I already read a lot of the lutris devs' honest feelings about AI and their willingness to obfuscate what they're doing with it in the initial issues/discussions. No offense, but I'm not all that interested in watching them attempt to whitewash and downplay what happened after they've had time to figure out how to spin it.

[–] Alaknar@sopuli.xyz 1 points 3 weeks ago

The only reason they decided to obfuscate the use of Claude was due to the community starting wars and sending them death threats over it. Nobody is downplaying anything, they literally stated that they did that because managing shit-tier Issues that were all basically "why use AI" was becoming too damaging to the project.

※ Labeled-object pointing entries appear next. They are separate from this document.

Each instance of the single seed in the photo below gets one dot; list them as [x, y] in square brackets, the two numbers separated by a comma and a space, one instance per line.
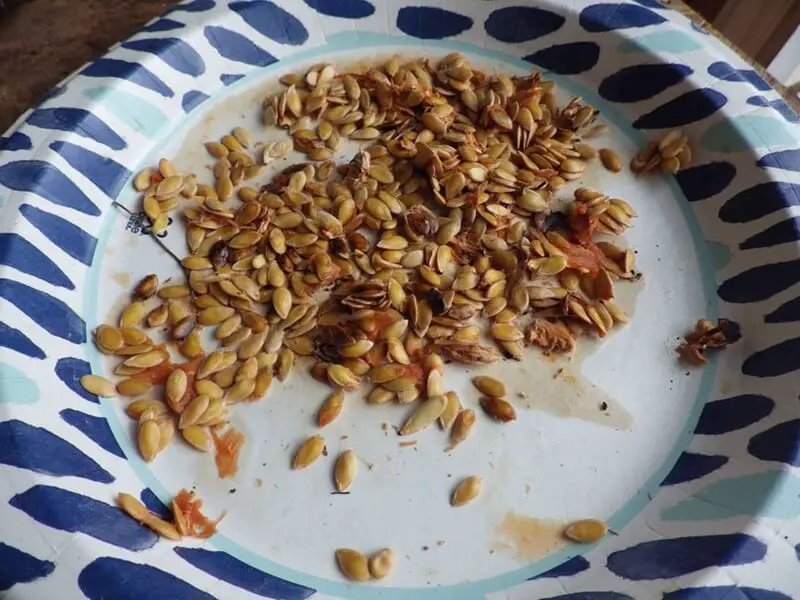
[586, 531]
[344, 472]
[381, 563]
[353, 564]
[499, 409]
[466, 491]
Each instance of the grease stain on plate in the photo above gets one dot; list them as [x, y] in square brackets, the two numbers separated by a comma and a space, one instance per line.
[527, 539]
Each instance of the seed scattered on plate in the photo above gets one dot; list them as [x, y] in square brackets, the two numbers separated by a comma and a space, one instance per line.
[586, 531]
[381, 563]
[466, 491]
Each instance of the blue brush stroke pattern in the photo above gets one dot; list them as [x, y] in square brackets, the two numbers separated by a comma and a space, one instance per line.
[776, 360]
[760, 200]
[575, 565]
[154, 505]
[104, 172]
[271, 21]
[50, 313]
[163, 24]
[193, 7]
[431, 23]
[566, 59]
[640, 82]
[685, 109]
[731, 414]
[38, 450]
[17, 566]
[668, 558]
[780, 443]
[175, 52]
[70, 238]
[779, 105]
[45, 180]
[704, 181]
[346, 9]
[16, 141]
[133, 72]
[192, 99]
[789, 312]
[691, 466]
[78, 121]
[612, 16]
[236, 47]
[768, 494]
[780, 233]
[17, 341]
[761, 282]
[95, 428]
[107, 577]
[726, 72]
[788, 160]
[18, 253]
[725, 592]
[516, 24]
[225, 567]
[68, 511]
[229, 78]
[70, 370]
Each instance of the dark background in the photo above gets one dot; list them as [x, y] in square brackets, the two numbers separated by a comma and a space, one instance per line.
[42, 41]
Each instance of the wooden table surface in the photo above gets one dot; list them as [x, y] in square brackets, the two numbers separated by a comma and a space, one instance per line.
[43, 41]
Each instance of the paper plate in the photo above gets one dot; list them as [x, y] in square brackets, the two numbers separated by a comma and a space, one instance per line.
[693, 469]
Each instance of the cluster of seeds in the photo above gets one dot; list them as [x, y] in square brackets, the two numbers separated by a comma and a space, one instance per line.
[442, 240]
[670, 154]
[188, 519]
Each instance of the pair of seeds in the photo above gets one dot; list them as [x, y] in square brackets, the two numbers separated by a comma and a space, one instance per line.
[357, 567]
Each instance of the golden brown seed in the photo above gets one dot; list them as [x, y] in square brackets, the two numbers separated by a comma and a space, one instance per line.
[344, 472]
[610, 160]
[309, 451]
[132, 315]
[198, 437]
[461, 428]
[133, 387]
[353, 564]
[99, 386]
[381, 563]
[499, 409]
[489, 386]
[214, 315]
[193, 411]
[148, 438]
[331, 408]
[466, 491]
[424, 415]
[451, 410]
[586, 531]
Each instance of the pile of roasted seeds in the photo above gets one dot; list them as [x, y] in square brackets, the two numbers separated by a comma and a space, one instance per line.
[442, 240]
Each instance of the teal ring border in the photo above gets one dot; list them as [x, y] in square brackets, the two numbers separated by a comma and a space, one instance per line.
[476, 590]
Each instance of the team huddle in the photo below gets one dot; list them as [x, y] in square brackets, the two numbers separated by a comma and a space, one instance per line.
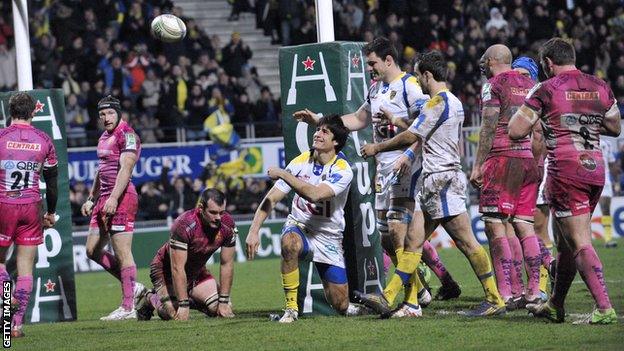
[539, 148]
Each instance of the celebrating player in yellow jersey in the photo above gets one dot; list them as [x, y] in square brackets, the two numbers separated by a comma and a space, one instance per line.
[320, 178]
[398, 94]
[441, 190]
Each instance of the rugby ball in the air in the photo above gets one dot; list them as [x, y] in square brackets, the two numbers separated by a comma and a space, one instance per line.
[168, 28]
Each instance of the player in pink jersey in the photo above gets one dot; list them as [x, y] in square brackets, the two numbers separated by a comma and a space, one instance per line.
[574, 108]
[112, 215]
[527, 67]
[507, 174]
[25, 153]
[178, 271]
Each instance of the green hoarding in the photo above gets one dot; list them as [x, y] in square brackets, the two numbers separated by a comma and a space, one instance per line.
[54, 293]
[146, 242]
[331, 78]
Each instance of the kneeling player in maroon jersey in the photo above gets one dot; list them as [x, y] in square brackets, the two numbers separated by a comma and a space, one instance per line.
[178, 271]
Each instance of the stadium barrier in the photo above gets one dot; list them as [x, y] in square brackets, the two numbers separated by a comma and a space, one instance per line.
[150, 239]
[54, 293]
[187, 159]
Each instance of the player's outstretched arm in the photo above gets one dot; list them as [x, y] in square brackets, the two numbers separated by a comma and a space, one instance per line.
[522, 122]
[357, 120]
[490, 115]
[178, 258]
[126, 162]
[307, 116]
[353, 121]
[398, 142]
[226, 277]
[404, 162]
[94, 192]
[538, 144]
[385, 115]
[611, 125]
[266, 206]
[312, 193]
[50, 176]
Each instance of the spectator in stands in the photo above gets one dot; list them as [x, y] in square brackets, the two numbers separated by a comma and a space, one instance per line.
[76, 121]
[290, 12]
[197, 109]
[266, 114]
[235, 56]
[8, 71]
[151, 93]
[178, 191]
[154, 205]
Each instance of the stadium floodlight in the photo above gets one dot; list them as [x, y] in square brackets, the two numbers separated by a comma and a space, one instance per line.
[22, 45]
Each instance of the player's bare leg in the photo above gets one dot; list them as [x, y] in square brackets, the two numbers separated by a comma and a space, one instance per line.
[205, 297]
[337, 295]
[405, 269]
[607, 221]
[523, 227]
[25, 258]
[124, 264]
[459, 228]
[517, 272]
[292, 246]
[542, 213]
[575, 252]
[163, 303]
[399, 218]
[500, 251]
[96, 243]
[449, 289]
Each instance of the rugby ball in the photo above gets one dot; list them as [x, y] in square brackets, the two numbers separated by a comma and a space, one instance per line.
[168, 28]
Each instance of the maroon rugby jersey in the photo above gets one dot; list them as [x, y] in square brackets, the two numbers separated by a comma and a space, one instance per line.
[572, 106]
[187, 233]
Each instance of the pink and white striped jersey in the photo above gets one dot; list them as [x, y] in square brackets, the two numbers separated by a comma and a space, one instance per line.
[109, 150]
[24, 152]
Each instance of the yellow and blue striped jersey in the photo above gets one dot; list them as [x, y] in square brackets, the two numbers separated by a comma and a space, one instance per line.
[326, 216]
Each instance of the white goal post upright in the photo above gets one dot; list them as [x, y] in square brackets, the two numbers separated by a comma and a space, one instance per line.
[22, 45]
[324, 21]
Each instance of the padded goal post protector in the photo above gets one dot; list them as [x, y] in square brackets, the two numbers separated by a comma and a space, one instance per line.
[53, 296]
[331, 78]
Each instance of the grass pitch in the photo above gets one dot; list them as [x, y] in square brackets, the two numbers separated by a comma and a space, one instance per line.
[257, 292]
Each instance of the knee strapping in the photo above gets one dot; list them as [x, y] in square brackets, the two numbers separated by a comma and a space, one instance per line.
[493, 218]
[382, 225]
[400, 214]
[522, 220]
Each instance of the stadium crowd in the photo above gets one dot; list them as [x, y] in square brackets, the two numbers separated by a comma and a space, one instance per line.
[162, 86]
[167, 87]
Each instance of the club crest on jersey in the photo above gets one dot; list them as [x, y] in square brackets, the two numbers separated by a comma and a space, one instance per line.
[335, 178]
[317, 169]
[587, 162]
[17, 145]
[131, 143]
[486, 92]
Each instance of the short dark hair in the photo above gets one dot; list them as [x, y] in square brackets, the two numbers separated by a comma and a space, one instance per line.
[109, 102]
[21, 106]
[211, 194]
[382, 47]
[559, 51]
[433, 62]
[335, 124]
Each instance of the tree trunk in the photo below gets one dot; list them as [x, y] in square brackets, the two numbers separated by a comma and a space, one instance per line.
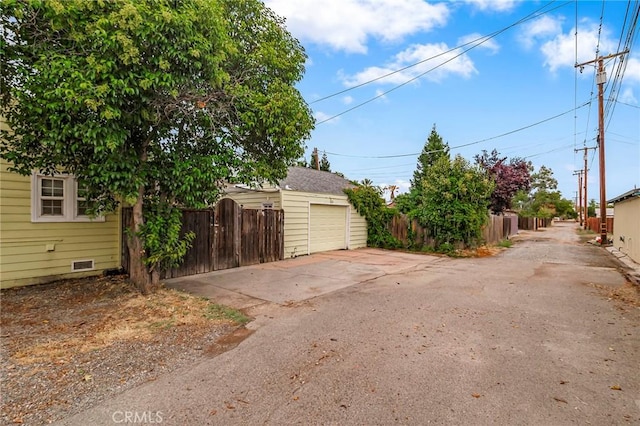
[139, 274]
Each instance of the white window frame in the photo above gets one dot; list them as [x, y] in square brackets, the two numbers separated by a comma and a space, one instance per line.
[69, 203]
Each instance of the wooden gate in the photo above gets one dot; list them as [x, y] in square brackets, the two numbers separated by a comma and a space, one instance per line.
[225, 237]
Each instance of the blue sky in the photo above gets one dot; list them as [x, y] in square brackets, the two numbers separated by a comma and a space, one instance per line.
[520, 78]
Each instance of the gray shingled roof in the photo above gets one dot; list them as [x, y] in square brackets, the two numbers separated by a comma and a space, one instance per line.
[310, 180]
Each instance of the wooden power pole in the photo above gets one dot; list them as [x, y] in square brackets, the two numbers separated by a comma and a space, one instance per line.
[601, 79]
[579, 203]
[315, 155]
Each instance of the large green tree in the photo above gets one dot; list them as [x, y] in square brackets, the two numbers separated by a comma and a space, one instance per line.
[455, 202]
[152, 102]
[434, 148]
[544, 200]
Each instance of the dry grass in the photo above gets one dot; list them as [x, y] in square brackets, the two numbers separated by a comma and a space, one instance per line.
[70, 344]
[58, 320]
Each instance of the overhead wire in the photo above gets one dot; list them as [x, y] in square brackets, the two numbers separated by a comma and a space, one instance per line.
[413, 154]
[481, 40]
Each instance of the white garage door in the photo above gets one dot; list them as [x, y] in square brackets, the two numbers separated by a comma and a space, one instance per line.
[328, 227]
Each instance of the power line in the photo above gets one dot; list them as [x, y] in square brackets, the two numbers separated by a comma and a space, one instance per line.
[466, 144]
[481, 40]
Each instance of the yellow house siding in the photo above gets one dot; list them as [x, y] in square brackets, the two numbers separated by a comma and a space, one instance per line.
[626, 227]
[253, 199]
[33, 253]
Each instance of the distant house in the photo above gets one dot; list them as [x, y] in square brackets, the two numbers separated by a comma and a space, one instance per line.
[317, 214]
[626, 230]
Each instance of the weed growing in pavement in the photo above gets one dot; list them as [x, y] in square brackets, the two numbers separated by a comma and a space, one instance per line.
[215, 311]
[505, 243]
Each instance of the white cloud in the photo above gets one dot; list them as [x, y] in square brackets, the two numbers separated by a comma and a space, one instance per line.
[560, 51]
[545, 27]
[461, 65]
[628, 97]
[475, 38]
[380, 95]
[322, 116]
[401, 187]
[495, 5]
[348, 25]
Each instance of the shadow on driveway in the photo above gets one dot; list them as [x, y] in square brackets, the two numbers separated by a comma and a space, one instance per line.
[295, 280]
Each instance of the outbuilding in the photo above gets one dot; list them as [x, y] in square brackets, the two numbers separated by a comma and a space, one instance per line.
[317, 213]
[626, 229]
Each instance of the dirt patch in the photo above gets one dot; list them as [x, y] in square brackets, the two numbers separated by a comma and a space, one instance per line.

[–] memphis@sopuli.xyz 19 points 3 weeks ago

Cancelled my patreon membership over this

[–] Fizz@lemmy.nz 3 points 3 weeks ago

Ai is becoming a very good tool in the.software industry. I think people are going to have to really consider their AI stance and really hone in on what they actually find to be the unethical parts because it will be so widespread and you need to fight against its parts instead of it as a whole.

For me the copyright asymmetry and hostile integration with existing life. I dont want to live in a world where openAI can train a model off all works but i can't do the same. I dont want openAI to scrape every website relentlessly while I get blocked from scraping any large website.

For power usage I dont care. Thats a local government issue. They choose to let an ai data center drive up costs and water usage then they suck and I'll hate them for approving that. Theres plenty of places to put a data center where power isnt an issue.

For art Its awful because its trained unconsensually off artists works and two because it has no intention behind its creation. Ive come to believe that the reason we appreciate art is because of the human intention that goes into its creation. Thats why there is objectively bad art that we resonante with more than a perfect still life because the artist has a story alongside the piece and gives it unique value that ai could never truely replicate.

This is why I can accept AI usage in software development and still hate AI. If its built off an open source model its fine but i dont want to support development using these closed source models and end up in a world where american megacorps control the tools to create software.